Grafting is a well-established agricultural practice in cherry production for clonal propagation, altered plant vigor and architecture, increased tolerance to biotic and abiotic stresses, precocity, and higher yield. Mobile molecules, such as water, hormones, nutrients, DNAs, RNAs, and proteins play essential roles in rootstock-scion interactions. Small RNAs (sRNAs) are 19 to 30-nucleotides (nt) RNA molecules that are a group of mobile signals in plants. Rootstock-to-scion transfer of transgene-derived small interfering RNAs enabled virus resistance in nontransgenic sweet cherry scion. To determine whether there was long-distance scion-to-rootstock transfer of endogenous sRNAs, we compared sRNAs profiles in bud tissues of an ungrafted 'Gisela 6' rootstock, two sweet cherry 'Emperor Francis' scions as well as their 'Gisela 6' rootstocks. Over two million sRNAs were detected in each sweet cherry scion, where 21-nt sRNA (56.1% and 55.8%) being the most abundant, followed by 24-nt sRNAs (13.1% and 12.5%). Furthermore, we identified over three thousand sRNAs that were potentially transferred from the sweet cherry scions to their corresponding rootstocks. In contrast to the sRNAs in scions, among the transferred sRNAs in rootstocks, the most abundant were 24-nt sRNAs (46.3% and 34.8%) followed by 21-nt sRNAs (14.6% and 19.3%). In other words, 21-nt sRNAs had the least transferred proportion out of the total sRNAs in sources (scions) while 24-nt had the largest proportion. The transferred sRNAs were from 574 cherry transcripts, of which 350 had a match from the Arabidopsis thaliana standard protein set. The finding that "DNA or RNA binding activity" was enriched in the transcripts producing transferred sRNAs indicated that they may affect the biological processes of the rootstocks at different regulatory levels.

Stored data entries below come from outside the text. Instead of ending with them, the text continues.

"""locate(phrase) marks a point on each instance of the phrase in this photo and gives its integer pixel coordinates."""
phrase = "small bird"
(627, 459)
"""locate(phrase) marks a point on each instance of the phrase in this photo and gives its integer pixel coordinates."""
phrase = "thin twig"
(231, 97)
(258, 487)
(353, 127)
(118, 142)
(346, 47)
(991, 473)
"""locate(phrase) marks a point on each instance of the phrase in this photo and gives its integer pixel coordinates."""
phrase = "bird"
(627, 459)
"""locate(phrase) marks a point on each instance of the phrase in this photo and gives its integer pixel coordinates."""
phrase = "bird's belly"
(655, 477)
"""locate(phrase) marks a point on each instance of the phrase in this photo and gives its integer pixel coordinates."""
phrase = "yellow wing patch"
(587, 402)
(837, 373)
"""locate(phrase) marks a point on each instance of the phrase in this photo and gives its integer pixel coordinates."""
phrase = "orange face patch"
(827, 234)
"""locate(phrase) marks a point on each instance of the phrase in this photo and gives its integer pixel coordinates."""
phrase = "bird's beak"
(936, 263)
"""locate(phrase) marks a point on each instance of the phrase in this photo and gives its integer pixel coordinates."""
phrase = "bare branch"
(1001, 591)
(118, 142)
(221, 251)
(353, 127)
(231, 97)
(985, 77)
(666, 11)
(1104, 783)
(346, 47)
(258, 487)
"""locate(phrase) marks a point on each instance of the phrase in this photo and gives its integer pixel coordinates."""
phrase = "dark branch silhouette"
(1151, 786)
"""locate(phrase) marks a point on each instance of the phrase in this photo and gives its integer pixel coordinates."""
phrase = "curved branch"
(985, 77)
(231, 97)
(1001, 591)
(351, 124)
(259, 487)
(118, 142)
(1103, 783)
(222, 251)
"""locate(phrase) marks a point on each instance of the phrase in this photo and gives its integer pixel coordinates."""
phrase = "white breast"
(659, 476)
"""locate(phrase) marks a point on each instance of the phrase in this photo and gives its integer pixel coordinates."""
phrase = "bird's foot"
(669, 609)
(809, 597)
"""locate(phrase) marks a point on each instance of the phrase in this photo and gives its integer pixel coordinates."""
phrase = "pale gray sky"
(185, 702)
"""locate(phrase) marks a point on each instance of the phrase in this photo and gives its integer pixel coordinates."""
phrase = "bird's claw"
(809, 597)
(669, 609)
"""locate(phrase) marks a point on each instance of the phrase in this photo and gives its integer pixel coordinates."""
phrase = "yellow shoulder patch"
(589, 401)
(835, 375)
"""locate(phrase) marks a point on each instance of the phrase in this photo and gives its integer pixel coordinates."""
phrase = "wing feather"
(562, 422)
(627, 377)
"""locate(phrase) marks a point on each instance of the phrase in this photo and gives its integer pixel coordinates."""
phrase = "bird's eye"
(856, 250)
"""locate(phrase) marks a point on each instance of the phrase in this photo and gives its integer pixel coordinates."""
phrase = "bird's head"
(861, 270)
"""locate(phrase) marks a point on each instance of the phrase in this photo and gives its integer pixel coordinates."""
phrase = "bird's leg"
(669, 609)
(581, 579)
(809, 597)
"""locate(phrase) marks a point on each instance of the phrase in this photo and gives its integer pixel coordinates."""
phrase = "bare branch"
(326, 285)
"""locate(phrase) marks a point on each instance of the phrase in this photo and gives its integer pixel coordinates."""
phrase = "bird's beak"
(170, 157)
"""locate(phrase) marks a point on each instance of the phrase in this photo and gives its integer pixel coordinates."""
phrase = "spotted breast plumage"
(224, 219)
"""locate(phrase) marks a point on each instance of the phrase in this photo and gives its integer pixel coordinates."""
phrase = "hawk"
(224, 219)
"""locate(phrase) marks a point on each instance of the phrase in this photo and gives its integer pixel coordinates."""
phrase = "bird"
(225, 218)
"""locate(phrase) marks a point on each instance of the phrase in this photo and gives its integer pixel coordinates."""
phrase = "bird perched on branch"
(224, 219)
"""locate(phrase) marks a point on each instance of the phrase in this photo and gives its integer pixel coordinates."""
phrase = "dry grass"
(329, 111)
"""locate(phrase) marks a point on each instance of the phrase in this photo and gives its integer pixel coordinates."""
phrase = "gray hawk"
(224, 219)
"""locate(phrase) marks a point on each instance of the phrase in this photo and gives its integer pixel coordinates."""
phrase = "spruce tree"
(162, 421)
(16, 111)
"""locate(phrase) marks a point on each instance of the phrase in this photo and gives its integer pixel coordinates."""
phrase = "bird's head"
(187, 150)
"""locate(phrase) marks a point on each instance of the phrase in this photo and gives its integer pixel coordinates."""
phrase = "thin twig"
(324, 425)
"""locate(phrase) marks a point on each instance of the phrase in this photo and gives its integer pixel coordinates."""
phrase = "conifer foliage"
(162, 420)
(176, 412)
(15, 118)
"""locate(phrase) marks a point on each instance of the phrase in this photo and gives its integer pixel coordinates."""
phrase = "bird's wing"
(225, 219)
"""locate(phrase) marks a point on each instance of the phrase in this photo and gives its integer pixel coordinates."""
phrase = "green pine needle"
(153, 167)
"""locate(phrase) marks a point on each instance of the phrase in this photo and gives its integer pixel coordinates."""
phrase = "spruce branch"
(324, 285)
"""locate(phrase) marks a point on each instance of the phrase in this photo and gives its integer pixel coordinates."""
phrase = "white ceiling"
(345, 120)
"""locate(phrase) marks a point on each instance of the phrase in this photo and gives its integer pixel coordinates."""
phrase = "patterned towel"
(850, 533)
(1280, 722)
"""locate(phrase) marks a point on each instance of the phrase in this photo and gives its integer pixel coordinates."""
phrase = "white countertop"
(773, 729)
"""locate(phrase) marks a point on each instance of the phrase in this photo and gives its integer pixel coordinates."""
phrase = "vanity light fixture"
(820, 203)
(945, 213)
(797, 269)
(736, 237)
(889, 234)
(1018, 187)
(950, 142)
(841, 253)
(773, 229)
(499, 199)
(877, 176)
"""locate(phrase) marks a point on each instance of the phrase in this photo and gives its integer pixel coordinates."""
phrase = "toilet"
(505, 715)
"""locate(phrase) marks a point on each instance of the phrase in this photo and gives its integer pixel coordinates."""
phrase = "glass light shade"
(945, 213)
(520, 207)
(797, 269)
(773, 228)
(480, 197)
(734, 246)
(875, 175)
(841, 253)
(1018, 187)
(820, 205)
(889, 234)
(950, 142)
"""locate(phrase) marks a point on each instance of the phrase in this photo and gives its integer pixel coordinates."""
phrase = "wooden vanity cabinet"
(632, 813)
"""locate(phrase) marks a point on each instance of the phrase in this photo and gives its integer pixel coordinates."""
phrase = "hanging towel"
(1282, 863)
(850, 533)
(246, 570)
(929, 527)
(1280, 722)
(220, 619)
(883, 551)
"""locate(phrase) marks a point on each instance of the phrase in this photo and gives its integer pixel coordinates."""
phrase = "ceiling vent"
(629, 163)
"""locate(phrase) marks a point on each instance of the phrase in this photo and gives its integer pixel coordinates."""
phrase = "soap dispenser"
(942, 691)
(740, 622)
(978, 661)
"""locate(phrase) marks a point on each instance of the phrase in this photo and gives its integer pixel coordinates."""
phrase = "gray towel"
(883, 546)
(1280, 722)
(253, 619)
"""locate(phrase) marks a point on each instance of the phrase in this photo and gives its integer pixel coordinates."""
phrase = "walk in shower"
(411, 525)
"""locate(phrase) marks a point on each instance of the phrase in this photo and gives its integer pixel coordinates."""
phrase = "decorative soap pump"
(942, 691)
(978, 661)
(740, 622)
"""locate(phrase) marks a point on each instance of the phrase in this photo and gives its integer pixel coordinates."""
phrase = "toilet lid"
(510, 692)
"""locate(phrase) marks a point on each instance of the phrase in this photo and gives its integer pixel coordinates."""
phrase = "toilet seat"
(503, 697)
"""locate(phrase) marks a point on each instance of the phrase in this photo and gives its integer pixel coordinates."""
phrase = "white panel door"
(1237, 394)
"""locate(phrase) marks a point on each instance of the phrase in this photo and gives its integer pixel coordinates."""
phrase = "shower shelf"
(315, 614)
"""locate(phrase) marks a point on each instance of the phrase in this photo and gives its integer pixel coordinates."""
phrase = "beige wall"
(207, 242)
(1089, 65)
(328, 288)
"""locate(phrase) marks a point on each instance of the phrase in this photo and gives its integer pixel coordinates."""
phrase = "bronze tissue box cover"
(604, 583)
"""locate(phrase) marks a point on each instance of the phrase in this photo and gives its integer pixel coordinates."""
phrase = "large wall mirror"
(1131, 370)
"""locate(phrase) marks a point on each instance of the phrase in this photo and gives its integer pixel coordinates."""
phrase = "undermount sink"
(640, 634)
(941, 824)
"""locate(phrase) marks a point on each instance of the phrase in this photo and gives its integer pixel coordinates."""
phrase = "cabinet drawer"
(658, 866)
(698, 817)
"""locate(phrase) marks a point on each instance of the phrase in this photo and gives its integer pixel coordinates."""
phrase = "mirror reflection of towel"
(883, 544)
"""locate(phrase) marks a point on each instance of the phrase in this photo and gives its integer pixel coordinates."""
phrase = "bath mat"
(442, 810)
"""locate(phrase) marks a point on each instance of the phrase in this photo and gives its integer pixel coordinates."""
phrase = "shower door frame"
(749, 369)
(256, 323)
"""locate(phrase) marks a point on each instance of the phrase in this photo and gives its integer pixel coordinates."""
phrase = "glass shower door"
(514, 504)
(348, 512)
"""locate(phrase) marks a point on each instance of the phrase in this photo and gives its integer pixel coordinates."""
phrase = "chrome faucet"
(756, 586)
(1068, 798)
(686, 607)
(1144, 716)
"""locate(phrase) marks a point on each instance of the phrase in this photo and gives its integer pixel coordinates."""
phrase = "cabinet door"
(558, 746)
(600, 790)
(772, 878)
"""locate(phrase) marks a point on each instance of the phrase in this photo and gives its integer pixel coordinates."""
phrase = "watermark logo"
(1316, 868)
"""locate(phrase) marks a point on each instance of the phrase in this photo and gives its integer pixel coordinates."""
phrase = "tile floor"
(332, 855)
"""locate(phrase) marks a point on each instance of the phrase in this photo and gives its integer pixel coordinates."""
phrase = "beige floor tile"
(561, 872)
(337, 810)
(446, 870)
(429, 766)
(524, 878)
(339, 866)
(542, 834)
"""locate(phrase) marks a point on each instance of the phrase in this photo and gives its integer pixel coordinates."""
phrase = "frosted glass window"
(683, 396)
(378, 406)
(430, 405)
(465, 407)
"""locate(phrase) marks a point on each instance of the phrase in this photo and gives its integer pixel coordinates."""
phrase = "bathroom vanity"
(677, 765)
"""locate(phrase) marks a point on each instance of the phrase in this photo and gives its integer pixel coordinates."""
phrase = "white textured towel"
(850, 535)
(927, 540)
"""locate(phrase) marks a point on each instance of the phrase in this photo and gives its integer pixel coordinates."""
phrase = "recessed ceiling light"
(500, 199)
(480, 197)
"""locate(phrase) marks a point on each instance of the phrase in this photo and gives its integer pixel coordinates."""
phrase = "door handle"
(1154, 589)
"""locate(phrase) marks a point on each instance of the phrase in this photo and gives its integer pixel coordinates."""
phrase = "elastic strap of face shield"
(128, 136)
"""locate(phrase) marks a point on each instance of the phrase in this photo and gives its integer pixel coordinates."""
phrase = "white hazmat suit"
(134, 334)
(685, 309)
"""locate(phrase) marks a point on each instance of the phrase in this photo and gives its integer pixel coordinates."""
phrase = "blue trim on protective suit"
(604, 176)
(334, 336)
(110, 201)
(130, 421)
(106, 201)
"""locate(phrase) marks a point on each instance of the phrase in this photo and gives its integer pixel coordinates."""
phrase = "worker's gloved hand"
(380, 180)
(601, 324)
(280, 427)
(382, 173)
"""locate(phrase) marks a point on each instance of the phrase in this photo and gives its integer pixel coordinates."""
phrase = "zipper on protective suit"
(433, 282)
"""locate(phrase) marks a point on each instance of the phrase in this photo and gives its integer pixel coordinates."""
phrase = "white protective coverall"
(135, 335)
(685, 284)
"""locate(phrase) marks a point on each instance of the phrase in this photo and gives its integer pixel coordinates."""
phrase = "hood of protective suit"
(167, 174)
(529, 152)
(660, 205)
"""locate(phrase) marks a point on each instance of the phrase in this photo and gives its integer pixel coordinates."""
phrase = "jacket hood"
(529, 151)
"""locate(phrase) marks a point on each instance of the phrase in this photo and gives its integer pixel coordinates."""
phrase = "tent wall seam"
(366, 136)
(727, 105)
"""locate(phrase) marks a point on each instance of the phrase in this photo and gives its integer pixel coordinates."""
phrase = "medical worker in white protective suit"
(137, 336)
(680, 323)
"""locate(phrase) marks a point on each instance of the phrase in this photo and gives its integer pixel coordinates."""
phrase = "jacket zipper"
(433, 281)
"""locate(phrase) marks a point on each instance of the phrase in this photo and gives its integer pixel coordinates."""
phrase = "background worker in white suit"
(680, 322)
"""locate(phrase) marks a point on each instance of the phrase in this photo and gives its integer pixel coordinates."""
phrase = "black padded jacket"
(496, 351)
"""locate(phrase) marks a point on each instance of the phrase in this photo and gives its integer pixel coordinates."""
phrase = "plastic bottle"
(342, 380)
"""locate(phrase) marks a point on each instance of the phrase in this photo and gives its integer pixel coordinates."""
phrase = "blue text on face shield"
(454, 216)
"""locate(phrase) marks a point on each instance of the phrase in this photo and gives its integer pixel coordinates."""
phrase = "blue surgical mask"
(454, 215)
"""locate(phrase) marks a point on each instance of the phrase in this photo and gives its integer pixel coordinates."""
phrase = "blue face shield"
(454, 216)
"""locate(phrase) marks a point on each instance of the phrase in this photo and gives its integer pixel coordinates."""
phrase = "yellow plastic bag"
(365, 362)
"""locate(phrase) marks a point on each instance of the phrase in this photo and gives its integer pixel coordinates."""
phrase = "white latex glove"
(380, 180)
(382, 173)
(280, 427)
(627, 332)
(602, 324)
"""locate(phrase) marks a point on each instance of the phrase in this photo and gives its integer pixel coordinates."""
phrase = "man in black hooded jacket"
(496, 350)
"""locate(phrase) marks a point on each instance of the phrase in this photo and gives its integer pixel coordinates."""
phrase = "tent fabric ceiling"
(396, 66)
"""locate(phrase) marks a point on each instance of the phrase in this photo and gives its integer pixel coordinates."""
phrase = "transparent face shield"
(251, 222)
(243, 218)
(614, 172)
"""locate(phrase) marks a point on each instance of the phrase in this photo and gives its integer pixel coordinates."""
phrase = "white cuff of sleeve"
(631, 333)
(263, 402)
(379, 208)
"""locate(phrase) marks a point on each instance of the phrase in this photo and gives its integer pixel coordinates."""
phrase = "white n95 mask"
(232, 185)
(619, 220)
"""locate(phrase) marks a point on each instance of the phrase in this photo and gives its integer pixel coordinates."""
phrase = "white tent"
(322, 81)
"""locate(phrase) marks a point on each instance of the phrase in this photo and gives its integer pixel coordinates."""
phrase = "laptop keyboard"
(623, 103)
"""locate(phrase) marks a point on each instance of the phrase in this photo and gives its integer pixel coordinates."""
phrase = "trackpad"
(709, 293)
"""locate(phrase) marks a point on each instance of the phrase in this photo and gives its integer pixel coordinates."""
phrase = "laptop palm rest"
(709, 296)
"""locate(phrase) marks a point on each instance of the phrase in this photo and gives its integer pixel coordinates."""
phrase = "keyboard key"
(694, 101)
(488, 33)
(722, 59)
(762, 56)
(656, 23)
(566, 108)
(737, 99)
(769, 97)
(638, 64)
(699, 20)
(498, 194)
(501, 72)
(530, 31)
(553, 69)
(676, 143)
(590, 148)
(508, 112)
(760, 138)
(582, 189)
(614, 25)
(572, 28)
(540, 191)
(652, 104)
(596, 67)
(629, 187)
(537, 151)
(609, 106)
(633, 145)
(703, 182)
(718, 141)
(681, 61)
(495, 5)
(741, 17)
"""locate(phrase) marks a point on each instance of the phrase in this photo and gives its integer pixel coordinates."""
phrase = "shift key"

Overall, the profiles of the transported sRNAs and their annotations revealed in this study facilitate a better understanding of the role of the long-distance transported sRNAs in sweet cherry rootstock-scion interactions as well as in branch-to-branch interactions in a tree.

Fig 1

Experimental design and sample collection (A) and small RNA profiles in sweet cherry scions (B).

Fig 2

Summary of sRNAs (A) and gene networks of overrepresented sRNAs in bud tissues of sweet cherry scion 15 (Scion15) ‘Emperor Francis’ grafted on a ‘Gisela 6’ rootstock (RS15). The ontology file of GO_FULL in BiNGO and A. thaliana annotation were used as the references to identify overexpressed GO terms (P < 0.05). Bubble color indicates the P-value. Overrepresented sRNAs in “Biological process” (B) and “Molecular function” (C). No overrepresented GO terms are present in “Cellular component”.

Fig 3. A diagram showing the pipeline of determining scion-to-rootstock transferred sRNAs.

Fig 4. Profiles of putative sRNAs transferred from sweet cherry scions to rootstocks.

RS15_specific and RS19_specific are sRNAs found in the grafted rootstocks, RS15 and RS19, but absent in the ungrafted.